La direttiva ministeriale sarà una costola del pacchetto sulla sicurezza urbana varato ad aprile, che già prevede misure sugli sgomberi per prefetture e sindaci: la circolare vuole responsabilizzare i soggetti coinvolti, in modo che le esigenze di ordine pubblico, quelle delle famiglie più esposte e anche quelle della proprietà degli immobili non entrino in conflitto. Un ruolo in questo processo lo giocherà anche chi si occupa di sociale, negli assessorati come nelle associazioni qualificate. L'obiettivo è evitare sgomberi 'manu militarì in assenza di alloggi per sistemare le persone. Intenzione che incassa anche critiche. Da Forza Italia, Maurizio Gasparri incita a non "abbassare la guardia su immigrazione e sgomberi» e Renato Schifani bolla come «inaccettabile l’idea di dare case popolari a chi occupa abusivamente». «La sinistra perde il pelo ma non il vizio": «governo e Pd premiano i criminali», accusa la Lega.
Ma l’idea di utilizzare meglio il patrimonio sottratto alle mafie, ancora sottoutilizzato, trova sponde. I dati dell’Agenzia dei beni confiscati, fermi al 2015, parlano di 17mila beni, di cui 9mila assegnati. Di recente la Cgil ha aggiornato la stima a 20mila. Lo stesso Minniti a giugno, parlando in Antimafia, disse che serve un’Agenzia nuova e più efficace per non disperdere questo patrimonio: un passaggio affidato alla riforma del Codice antimafia, che pende alla Camera. Rafforzare l’utilizzo di questo canale può senz'altro allargare il numero di edifici disponibili. «Davanti all’emergenza e alla gravità dei fatti di questi giorni ben venga la proposta», commenta Libera, che si batte contro le mafie. L’associazione di don Ciotti ricorda che questo strumento è già previsto e alcuni Comuni lo usano; a supporto, il ministero delle Infrastrutture stanziò 18 milioni di euro nel 2015 per un triennio.
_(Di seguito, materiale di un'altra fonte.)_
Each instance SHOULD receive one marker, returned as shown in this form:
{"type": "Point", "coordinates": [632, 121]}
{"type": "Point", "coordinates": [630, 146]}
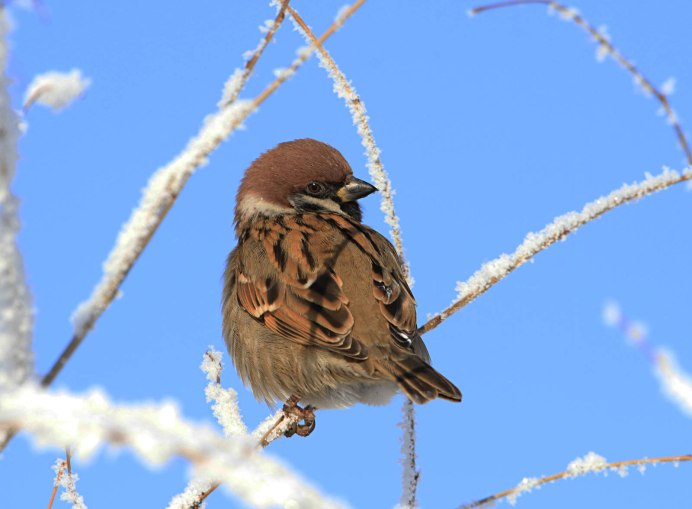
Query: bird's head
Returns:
{"type": "Point", "coordinates": [300, 176]}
Un punto chiave quest’ultimo, su cui insiste anche l’Anci. «La strada è positiva - afferma il presidente Antonio Decaro - ma va accompagnata da un fondo" perché «non potendo incidere sulla leva fiscale né avere maggiori trasferimenti dallo Stato, la spesa dei Comuni è cristallizzata». Quindi «servono soldi per effettuare i lavori di ristrutturazione e rendere abitabili gli immobili che altrimenti non si possono assegnare». Anche l’iter deve essere rapido. Come quello dell’Agenzia del demanio per l’utilizzo degli immobili pubblici per l’emergenza abitativa, che, ricorda Decaro, è stato snellito due anni fa.
Intanto, mentre sembrano placarsi le polemiche e gli scambi di accuse tra le istituzioni sulla gestione dei migranti del palazzo di via Curtatone a Roma, ci si prepara ad una settimana decisiva per fare il punto sugli sgomberi e l'emergenza abitativa in città. Nei prossimi giorni, infatti, è atteso un vertice tra la sindaca Virginia Raggi e il ministro dell’Interno Marco Minniti sul tema. «Roma ha un carico di decine di migliaia di persone che non sono censite ufficialmente - sottolinea intanto la prima cittadina - non si può far finta che queste persone non esistano perché non sono riportate in una tabella Excel. Manca una politica nazionale adeguata su immigrazione e accoglienza. Un sindaco deve occuparsi dei suoi cittadini».